What is an Unscripted Mission?

Unscripted Missions are activities players can carry out for an objective without a script, mission giver or mission contract. There is no script.

Examples of Scripted Missions:

  • Overdrive Initiative
  • Any mobiGlas contract
  • Siege of Orison
  • Medical beacons
  • NPC and player bounties

Examples of Unscripted Missions:

  • Cargo running (Licit and illicit)
  • Salvaging another player’s ship
  • Clearing your crimestat at Security Post Kareah
  • Rescuing your friend without a medical beacon
  • Collecting Halloween helmets or Red Festival envelopes

Unscripted missions are dynamic and emergent gameplay. Scripted missions are on-rails gameplay. Some scripted missions are more loose than others.

The more tasks needed to complete sequentially in a mission, the higher the chance it has of not completing. This is also true for both scripted and unscripted missions. If you buy cargo with the intention to sell it, then any bug at the terminals or during your journey will see your cargo mostly forfeit. With scripted missions this is generally far worse, any event required in the mission chain breaking will forfeit the mission. The longer the mission chain the higher the chance of one bug breaking the entire mission.
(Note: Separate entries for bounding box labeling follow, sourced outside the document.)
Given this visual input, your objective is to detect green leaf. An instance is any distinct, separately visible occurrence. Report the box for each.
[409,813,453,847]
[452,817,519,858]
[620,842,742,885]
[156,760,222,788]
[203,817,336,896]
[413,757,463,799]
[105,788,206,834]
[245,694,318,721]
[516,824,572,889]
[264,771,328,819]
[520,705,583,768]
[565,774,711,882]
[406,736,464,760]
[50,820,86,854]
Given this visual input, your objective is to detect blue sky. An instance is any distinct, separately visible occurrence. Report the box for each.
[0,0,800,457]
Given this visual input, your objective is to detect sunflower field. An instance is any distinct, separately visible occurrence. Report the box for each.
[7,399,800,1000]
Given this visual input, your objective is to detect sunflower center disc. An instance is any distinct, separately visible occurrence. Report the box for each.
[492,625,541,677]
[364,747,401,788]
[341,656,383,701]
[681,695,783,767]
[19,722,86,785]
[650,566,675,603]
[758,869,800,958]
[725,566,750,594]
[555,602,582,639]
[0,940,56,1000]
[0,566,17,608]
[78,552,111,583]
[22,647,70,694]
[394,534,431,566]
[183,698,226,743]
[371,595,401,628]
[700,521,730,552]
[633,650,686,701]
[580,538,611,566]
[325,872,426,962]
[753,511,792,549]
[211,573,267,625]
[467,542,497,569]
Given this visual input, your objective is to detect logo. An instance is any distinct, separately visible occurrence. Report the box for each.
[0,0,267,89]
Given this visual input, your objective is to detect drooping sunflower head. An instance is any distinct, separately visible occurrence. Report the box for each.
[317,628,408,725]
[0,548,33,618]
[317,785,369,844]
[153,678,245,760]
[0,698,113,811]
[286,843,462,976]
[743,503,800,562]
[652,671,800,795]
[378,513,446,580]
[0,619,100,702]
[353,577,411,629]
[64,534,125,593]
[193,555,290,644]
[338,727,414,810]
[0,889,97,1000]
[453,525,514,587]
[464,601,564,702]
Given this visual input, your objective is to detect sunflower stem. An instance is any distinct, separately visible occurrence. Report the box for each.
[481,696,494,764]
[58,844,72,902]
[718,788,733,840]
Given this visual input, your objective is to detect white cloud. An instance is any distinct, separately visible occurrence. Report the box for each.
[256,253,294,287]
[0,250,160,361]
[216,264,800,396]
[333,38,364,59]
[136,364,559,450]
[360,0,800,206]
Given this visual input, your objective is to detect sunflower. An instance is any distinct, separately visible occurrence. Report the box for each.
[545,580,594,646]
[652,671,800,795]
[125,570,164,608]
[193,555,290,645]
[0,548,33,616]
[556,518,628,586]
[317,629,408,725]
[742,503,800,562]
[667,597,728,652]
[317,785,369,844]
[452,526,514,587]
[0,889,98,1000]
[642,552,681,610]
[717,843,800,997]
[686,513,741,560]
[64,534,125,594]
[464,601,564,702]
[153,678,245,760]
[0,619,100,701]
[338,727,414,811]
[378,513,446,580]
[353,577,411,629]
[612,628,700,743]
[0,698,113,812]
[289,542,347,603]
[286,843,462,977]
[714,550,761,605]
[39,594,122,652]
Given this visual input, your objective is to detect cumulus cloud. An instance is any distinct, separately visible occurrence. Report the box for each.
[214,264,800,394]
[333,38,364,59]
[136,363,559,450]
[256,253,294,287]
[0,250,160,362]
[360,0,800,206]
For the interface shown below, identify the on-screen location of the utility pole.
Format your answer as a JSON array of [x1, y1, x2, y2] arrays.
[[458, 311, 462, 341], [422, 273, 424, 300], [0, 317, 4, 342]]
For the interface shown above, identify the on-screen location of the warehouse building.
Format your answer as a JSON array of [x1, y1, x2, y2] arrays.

Scripted missions are not as much fun as unscripted ones (opinion). Additionally, they are more expensive to program and have a higher chance of breaking. Long chain scripted missions such as Overdrive Initiative and others we have mentioned in the past, are great examples of long chain attempts.

The advice has been and continues to be that the focus of game development be on dynamic unscripted gameplay with scripted missions taking a backseat. Squadron 42 is a single player fully scripted game. Star Citizen, however, is not. Scripted missions should take a backseat and better solutions need to be found to avoid the broken chain script problem.

Why dynamic gameplay is better to develop

When a scripted mission breaks the bug fixes are specifically for that mission and seldom apply to the rest of the game. When dynamic, unscripted activities break, fixes apply to the entire game – even unplanned or unimagined gameplay benefits.

Scripted missions come with a lot of tech debt with little to no or even negative benefits. If you need to visualize this imagine organic Jumptown (before it was an event) compared to actual recent Jumptown which was a dead event.

In the dynamic formula, all CIG would have to do to incentivize Jumptown is to massively up the reward for being there and players would not need a mission at all to wage war over the area. Instead we have dispenser and box scripts which can and do break.

In conclusion the advice is:

Focus on dynamic missions and bug fixing. Leave scripted missions for beginner tutorials and storytelling. Include as many dynamic activities as possible in scripted missions to avoid chain links breaking. Events are good but keep them dynamic and with as few sequential chains as possible. Let the players figure out paths to success without as many scripted hoops and loops.

Caveats

The list of 104 features used to track "progress" in this report are listed at the Star Citizen Completion Features Percentage Page. This is a highly simplified list of features out of thousands of technical, art and gameplay features that the game(s) will end up having. 104 features were chosen as a simplified average set of gameplay features that the author guesses are plausibly required in the final games to be considered "complete".

The data is gathered as objectively as possible and is non-promotional in nature. This information is purely speculative based on personal criteria. Opinion can and should vary. It is provided for free and actually costs time and money to maintain.

Disclaimer

As always, this article does not represent the official views of Star Citizen. It is provided as speculation to help SC FOCUS org plan the strategy going forward. This information is provided to readers openly and freely and each reader is free to form their own opinion.